Aber nicht nur die unterschiedlichen Arten von Echoloten, sondern auch das Zusammenspiel aller Sensoren an Bord wird unseren Studierenden nahegebracht. Eine Messung mit dem Echolot allein reicht nicht, um den Gewässerboden zu kartieren. Die Messung muss auch georeferenziert werden, um sie hinterher an der richtigen Position in der Karte darstellen zu können. Dazu gehören neben den GNSS-Antennen zur Positionierung auch Wasserschallsonden zur Bestimmung der korrekten Wasserschallgeschwindigkeit und Bewegungssensoren, die die Schiffsbewegungen aufzeichnen.
All das wird in einer entsprechenden Software zusammengeführt und muss von den Studierenden nicht nur überwacht, sondern auch verstanden und hinterfragt werden. Weiterhin nutzen wir zusätzliches Equipment wie einen kleinen Unterwasserroboter, einen Magnetometer oder eine Secchi-Disk zur Bestimmung der Wassertrübheit".
Vermessung und Positionsbestimmung bekommt im Zeitalter wachsender Digitalisierung eine immer wichtigere Bedeutung. Mit der Datenerfassung werden dreidimensionale Abbilder der Realität erschaffen, die ganz unterschiedlich genutzt werden können:
"Das spannende ist, dass die Hydrographie stets im Kontext der Interdisziplinarität zu sehen ist, denn sie ist Teil vieler unterschiedlicher Anwendungsfelder.
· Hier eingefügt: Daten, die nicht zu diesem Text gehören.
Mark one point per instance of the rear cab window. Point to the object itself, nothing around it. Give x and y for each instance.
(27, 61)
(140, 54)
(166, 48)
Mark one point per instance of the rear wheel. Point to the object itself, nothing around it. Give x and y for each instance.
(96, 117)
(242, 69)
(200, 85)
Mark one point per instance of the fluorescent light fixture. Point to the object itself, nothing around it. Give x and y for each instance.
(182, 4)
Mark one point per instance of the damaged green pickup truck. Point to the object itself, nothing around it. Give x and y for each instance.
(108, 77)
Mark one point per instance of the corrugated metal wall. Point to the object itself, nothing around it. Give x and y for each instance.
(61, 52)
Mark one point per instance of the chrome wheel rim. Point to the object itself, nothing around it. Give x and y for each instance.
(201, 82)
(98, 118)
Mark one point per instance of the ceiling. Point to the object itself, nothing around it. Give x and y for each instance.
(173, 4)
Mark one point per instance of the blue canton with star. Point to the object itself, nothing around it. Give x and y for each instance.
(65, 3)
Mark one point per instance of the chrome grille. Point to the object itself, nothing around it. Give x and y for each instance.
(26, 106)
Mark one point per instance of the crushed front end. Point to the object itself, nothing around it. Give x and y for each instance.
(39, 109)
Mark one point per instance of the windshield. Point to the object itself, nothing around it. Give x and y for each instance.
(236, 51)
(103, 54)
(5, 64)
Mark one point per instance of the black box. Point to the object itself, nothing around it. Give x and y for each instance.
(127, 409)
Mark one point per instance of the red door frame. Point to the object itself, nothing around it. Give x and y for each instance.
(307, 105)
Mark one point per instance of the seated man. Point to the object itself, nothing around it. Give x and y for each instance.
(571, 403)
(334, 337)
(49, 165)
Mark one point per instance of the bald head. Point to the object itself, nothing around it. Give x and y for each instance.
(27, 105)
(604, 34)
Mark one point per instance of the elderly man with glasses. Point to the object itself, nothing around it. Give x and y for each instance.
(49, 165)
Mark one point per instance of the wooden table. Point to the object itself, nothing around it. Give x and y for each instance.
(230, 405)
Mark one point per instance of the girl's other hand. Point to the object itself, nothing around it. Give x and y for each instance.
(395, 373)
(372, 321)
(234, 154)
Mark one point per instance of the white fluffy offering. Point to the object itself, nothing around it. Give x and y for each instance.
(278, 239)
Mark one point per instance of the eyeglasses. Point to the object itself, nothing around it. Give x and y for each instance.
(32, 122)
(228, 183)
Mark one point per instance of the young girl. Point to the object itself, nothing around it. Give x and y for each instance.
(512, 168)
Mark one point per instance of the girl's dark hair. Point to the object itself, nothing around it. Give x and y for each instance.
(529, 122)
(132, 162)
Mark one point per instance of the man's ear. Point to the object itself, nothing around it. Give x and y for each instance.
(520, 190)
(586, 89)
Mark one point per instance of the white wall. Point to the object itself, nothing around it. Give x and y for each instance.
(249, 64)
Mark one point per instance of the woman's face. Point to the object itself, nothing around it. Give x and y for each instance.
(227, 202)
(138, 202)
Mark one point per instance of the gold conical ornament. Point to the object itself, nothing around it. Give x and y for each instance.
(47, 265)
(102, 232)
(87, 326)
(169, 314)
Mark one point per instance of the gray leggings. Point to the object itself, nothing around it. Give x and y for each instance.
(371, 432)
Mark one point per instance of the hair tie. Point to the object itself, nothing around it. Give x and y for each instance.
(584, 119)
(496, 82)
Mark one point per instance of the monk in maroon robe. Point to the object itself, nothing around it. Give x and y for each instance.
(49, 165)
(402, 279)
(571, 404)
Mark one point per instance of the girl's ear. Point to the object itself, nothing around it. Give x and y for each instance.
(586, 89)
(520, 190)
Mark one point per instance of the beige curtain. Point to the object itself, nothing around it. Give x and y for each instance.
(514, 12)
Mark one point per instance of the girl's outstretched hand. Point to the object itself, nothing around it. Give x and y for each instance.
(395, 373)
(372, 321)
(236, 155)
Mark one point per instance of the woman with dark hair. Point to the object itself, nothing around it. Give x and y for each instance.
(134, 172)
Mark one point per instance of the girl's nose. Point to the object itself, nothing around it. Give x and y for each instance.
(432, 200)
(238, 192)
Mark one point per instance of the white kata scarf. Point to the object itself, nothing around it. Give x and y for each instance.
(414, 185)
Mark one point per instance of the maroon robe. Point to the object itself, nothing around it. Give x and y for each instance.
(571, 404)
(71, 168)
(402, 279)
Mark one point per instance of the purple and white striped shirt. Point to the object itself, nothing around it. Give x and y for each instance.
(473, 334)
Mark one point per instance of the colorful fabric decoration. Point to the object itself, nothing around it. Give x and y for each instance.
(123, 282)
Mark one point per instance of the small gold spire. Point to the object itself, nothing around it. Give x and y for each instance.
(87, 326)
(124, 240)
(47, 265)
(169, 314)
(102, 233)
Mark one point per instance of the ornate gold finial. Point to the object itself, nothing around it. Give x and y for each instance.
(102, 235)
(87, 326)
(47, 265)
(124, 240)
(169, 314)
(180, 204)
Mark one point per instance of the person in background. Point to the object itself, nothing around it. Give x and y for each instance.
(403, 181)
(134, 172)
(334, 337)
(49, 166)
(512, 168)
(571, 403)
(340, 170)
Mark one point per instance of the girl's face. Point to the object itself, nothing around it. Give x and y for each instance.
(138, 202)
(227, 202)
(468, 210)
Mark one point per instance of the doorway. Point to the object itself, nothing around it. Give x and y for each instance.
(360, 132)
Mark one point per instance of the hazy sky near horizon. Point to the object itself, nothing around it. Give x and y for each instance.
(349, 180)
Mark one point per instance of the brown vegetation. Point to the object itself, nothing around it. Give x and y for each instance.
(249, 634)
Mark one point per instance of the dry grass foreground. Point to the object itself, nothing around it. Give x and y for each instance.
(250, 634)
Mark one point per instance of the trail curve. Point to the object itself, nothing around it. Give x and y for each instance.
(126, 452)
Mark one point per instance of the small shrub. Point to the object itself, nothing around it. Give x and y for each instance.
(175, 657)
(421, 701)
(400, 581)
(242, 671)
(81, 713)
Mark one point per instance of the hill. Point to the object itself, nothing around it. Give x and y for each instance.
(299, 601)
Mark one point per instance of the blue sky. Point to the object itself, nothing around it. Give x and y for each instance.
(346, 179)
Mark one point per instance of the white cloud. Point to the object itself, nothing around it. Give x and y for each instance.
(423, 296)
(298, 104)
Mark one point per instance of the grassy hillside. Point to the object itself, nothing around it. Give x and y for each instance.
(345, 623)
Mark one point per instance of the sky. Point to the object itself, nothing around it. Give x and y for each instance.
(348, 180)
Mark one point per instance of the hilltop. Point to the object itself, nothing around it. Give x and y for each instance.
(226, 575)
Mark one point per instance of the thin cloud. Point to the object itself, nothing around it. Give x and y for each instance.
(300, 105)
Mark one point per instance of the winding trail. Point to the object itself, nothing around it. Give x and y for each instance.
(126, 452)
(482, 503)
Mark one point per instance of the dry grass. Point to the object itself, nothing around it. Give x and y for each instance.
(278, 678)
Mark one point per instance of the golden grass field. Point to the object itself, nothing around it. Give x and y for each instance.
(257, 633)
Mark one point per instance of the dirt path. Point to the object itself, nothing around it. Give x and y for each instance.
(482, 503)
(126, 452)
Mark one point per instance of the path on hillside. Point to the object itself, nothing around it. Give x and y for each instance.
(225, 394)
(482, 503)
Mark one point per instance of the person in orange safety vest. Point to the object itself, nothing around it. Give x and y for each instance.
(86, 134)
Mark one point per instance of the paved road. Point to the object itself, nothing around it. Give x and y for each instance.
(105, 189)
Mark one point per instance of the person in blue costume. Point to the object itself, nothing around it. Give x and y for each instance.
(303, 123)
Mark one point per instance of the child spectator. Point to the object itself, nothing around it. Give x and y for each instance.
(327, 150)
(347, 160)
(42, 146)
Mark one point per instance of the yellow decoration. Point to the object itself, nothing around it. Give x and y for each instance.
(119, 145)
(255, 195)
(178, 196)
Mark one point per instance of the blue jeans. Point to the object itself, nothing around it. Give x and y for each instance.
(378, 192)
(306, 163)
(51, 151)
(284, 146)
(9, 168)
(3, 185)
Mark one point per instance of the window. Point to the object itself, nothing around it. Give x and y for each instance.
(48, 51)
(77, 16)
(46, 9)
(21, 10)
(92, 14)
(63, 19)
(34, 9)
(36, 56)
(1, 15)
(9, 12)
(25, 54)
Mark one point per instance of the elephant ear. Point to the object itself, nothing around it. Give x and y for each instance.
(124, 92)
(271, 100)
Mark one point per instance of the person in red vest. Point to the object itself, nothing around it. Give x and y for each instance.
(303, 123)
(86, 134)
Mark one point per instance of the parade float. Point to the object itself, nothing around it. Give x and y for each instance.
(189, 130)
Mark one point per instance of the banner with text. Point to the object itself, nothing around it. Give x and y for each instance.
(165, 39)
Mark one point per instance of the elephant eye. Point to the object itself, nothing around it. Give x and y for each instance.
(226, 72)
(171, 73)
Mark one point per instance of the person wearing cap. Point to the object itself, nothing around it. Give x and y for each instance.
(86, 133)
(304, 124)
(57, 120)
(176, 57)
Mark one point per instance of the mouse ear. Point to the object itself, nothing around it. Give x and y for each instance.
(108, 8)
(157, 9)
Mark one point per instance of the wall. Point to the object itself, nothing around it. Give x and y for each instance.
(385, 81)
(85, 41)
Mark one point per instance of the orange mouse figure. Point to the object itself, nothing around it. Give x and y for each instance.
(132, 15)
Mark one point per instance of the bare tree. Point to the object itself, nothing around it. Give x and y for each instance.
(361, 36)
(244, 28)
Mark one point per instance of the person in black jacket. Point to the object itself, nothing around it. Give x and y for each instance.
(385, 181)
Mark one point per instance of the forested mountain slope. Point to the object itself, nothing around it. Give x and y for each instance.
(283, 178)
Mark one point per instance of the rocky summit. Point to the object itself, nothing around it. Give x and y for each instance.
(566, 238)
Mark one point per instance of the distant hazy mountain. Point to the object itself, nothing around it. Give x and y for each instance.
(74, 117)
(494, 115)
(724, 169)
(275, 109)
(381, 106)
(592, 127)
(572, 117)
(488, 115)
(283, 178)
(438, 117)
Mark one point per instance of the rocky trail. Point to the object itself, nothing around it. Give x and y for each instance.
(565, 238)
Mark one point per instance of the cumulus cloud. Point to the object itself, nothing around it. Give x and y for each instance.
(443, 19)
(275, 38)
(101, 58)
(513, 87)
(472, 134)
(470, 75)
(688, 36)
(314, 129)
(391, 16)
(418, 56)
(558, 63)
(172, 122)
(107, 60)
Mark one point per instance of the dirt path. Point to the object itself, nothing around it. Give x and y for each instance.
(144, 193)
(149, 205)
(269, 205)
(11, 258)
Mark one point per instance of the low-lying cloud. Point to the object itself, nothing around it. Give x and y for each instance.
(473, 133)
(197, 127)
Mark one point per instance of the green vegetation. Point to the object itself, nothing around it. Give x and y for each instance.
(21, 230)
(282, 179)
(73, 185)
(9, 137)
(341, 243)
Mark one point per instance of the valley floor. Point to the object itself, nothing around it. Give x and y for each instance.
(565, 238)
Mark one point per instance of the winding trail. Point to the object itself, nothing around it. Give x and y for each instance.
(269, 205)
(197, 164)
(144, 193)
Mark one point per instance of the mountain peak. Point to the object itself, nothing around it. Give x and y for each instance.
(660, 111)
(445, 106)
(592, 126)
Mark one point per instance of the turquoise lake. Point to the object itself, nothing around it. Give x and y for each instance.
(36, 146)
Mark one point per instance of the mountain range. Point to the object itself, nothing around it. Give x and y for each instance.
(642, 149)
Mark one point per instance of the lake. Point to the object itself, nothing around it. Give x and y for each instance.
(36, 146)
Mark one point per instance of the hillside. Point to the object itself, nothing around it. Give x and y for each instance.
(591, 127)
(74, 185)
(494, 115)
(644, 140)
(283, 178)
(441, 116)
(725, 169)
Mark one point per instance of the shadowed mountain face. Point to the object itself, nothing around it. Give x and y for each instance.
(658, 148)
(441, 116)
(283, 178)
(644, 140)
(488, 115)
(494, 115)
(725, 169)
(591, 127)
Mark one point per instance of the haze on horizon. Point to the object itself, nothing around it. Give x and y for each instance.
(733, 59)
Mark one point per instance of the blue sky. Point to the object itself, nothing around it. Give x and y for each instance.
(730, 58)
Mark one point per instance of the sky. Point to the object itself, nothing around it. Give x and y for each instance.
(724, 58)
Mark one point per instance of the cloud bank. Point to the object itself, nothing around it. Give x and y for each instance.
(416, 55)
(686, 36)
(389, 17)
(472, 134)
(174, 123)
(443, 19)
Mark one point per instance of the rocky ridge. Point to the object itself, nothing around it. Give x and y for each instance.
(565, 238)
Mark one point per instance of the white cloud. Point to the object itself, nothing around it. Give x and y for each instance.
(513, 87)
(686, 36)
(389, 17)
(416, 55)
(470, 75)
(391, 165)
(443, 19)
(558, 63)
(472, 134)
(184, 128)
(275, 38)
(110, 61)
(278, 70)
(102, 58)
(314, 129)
Dabei ist in Abhängigkeit der Anforderungen des jeweiligen Anwendungsfalls die Auswahl der richtigen Sensorik und die Gewährleistung der benötigten Datenqualität ein wichtiger Aspekt.
Hydrographische Daten werden neben der Erzeugung von Seekarten, zur Interpretation von Gewässerbodenstrukturen, bei der Planung und Überwachung von Offshore-Windpark-Anlagen, bei der Verlegung von Meereskabeln, bei der Bauwerksüberwachung oder bei dem Schutz der Meere und Umwelt durch die Kartierung von Habitaten eingesetzt, um nur mal ein paar Beispiele zu nennen.
Die Hydrographie trägt somit auch dazu bei, ein besseres Verständnis für die natürlichen Prozesse und Abläufe auf unserem Planeten zu entwickeln".